- Theatrical release poster
- Directed by: Enrique Urbizu
- Screenplay by: Imanol Uribe; Francisco Pino; Jesús Regueira; Enrique Urbizu;
- Based on: "Un asunto de honor" by Arturo Pérez Reverte
- Starring: Jorge Perugorría; Sancho Gracia; Amara Carmona; Elvira Mínguez; Aitor Mazo; Luis Cuenca; Pilar Bardem;
- Cinematography: Alfredo Mayo
- Edited by: Pablo Blanco
- Music by: Bingen Mendizábal
- Production companies: Origen PC; Aurum Producciones;
- Distributed by: Líder Films
- Release date: 8 March 1996;
- Country: Spain
- Language: Spanish

= Cachito (film) =

Cachito is a 1996 Spanish road movie directed by Enrique Urbizu which stars Jorge Perugorría, Sancho Gracia, and Amara Carmona based on Arturo Pérez Reverte's story "Un asunto de honor".

== Plot ==
Set in southern Spain, the plot follows 16-year-old Toñi, who flees from a brothel with help from truck driver Manolo.

== Production ==
The film is an Origen PC and Aurum Producciones production.
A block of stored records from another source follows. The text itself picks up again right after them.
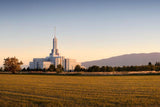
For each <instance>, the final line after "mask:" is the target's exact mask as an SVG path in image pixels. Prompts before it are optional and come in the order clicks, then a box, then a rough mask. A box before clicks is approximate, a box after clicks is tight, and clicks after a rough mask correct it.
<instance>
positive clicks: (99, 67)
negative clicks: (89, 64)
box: [88, 65, 100, 72]
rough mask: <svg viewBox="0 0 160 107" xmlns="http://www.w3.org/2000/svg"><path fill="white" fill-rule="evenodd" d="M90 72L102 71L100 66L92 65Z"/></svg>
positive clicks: (89, 69) (88, 70) (89, 71)
mask: <svg viewBox="0 0 160 107" xmlns="http://www.w3.org/2000/svg"><path fill="white" fill-rule="evenodd" d="M88 72H100V67H99V66H96V65H93V66H91V67H89V68H88Z"/></svg>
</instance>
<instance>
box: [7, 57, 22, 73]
mask: <svg viewBox="0 0 160 107" xmlns="http://www.w3.org/2000/svg"><path fill="white" fill-rule="evenodd" d="M22 64H23V63H22V61H20V62H19V61H18V59H17V58H16V57H12V58H9V57H8V58H6V59H4V69H5V71H11V72H12V73H13V74H15V73H16V71H20V70H21V67H20V66H21V65H22Z"/></svg>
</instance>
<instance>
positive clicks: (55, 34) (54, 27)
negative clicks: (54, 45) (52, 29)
mask: <svg viewBox="0 0 160 107" xmlns="http://www.w3.org/2000/svg"><path fill="white" fill-rule="evenodd" d="M54 38H56V26H55V27H54Z"/></svg>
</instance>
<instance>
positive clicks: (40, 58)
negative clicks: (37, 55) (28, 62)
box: [29, 36, 81, 71]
Shooting locations included the Madrid region and Tarifa.

== Release ==
The film was released theatrically in Spain on 8 March 1996.

== Reception ==
Augusto Martínez Torres of El País found two flaws weighing down the film, namely an "excessive influence of the cartoon, with what this means of caricatured and simple" (with the film being a sort of Wile E. Coyote and the Road Runner vying for a Romani girl), and mainly "the lack of humanity and the excessive manichaeism of the characters".